If a NICS check is later determined to have been improperly approved, the ATF already has statutory authority to retrieve the firearm. The validity window doesn’t change what’s legal — it changes how long the paperwork remains current.

The Charleston shooting in 2015 — the case Lickenbrock implicitly references — happened because of a NICS examiner error in the existing system, not because of any validity window issue.

The shooter took possession of his firearm 67 days after the NICS check, well past the existing 30-day window, because his FFL exercised the legal default-proceed option after the 72-hour examination period expired without a determination. That’s a different problem than the validity window Lickenbrock is complaining about.

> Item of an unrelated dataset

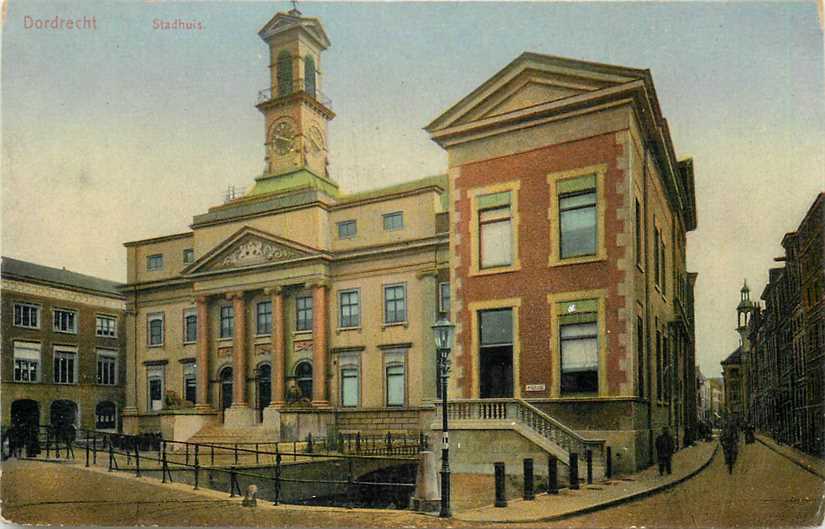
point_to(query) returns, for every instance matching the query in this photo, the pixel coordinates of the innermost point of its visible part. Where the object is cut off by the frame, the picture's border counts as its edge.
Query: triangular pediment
(250, 248)
(529, 81)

The 2019 Henry Pratt Company shooting in Aurora, Illinois — another mass shooting Everytown might want to remember — happened because the Illinois State Police failed to follow up on a revoked Firearm Owner’s Identification card. The shooter purchased the gun legally before his FOID was revoked, and the state police never verified that he’d surrendered the firearm after revocation. That’s a state-level enforcement failure, not a federal NICS validity window issue.

In other words, the two mass shootings most commonly cited in arguments for restricting NICS were not caused by the federal regulatory framework that the ATF is now reforming.